Tuesday, February 2, 2010

Automated Decision Making

In his article "Automated Decision Making", Davenport discusses the historical reluctance to adopt automated management decision making system in organizations. In the past, key decision makers did not feel comfortable letting computers make complex decisions for the organization. Their skepticism was mostly because of the complexity of decision making and the fact that real world decisions could not be reduced to a few simple variables. Another reason why managers resisted making these systems a part of their organizations was that they would be too complex for most users to understand. Even systems that were developed to support managers in the decision-making process were difficult to use because of the quantitative skills they required.
However, these systems are now becoming commonplace within many organizations for two reasons. First, advances in information technology have made it possible for these systems to solve more complex business problems. Secondly, business decisions have become increasingly more complex, to the point that many of them cannot be adequately analyzed by human beings. These new systems do not require much human involvement, which means that organizations do not have to assign specialists to manage them.

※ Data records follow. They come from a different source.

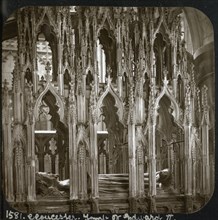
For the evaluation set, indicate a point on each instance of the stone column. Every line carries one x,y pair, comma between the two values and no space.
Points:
72,144
132,146
187,144
7,145
205,143
31,187
151,141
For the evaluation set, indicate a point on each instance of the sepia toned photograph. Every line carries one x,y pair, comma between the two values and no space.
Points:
108,110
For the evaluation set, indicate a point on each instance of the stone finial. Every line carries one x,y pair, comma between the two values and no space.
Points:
48,69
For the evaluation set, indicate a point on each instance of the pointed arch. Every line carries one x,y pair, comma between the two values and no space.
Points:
49,87
176,109
118,102
106,19
83,138
45,15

Automated decision-making systems are still only useful for solving certain types of problems. They are only practical for applications where there is a large supply of electronic information. These systems also can only solve problems that are well understood and the methodology for handling them is clear. Also, the standards of defining optimal decisions cannot be too subjective. Automated decision-making systems are also most appropriate for situations where it is important to make a decision quickly.
On the other hand, automated decision-making systems can be very useful in solving problems where there is a need for consistency. The likelihood that they will make a mistake is much lower than that of a human being solving the same problem. Human beings are also more prone to look at each problem on a case by case basis and use their own judgment when solving problems. This makes automated systems very useful when there is a need for consistency. They can also pick up on sensitive data and sense changes that would be easily overlooked by human employees.
Even though automated systems still require access to significant amounts of electronic information, it is being increasingly used for applications that are not highly quantitative. However, even though the application does not seem to be highly quantitative, it still relies on quantitative data. For example, Davenport discusses how a major winery uses sensors to monitor temperature and other weather conditions and passes this information to automated systems. These systems are then able to make certain decisions such as how much water to provide when irrigating the grapes in the vineyard. However, the more complex decisions still must be made by human operators.
Despite the fact that automated systems have provided accuracy, consistency and timely decisions for managers, they have also introduced other problems for organizations. The largest problem that executives face is that they must make sure that the standards, limits and variables for the systems that they are using. If they are not well understood, the system will still deliver a solution based on the information it was provided, but most likely it will not be the solution that executives are looking for. Davenport discussed how Cisco Systems made poor assumptions with the automated inventory system it was using to manage inventory, which ended up costing the company over $2 billion. In this situation, not only did the company poorly define the information that would be used in the system, it did not monitor the system sufficiently.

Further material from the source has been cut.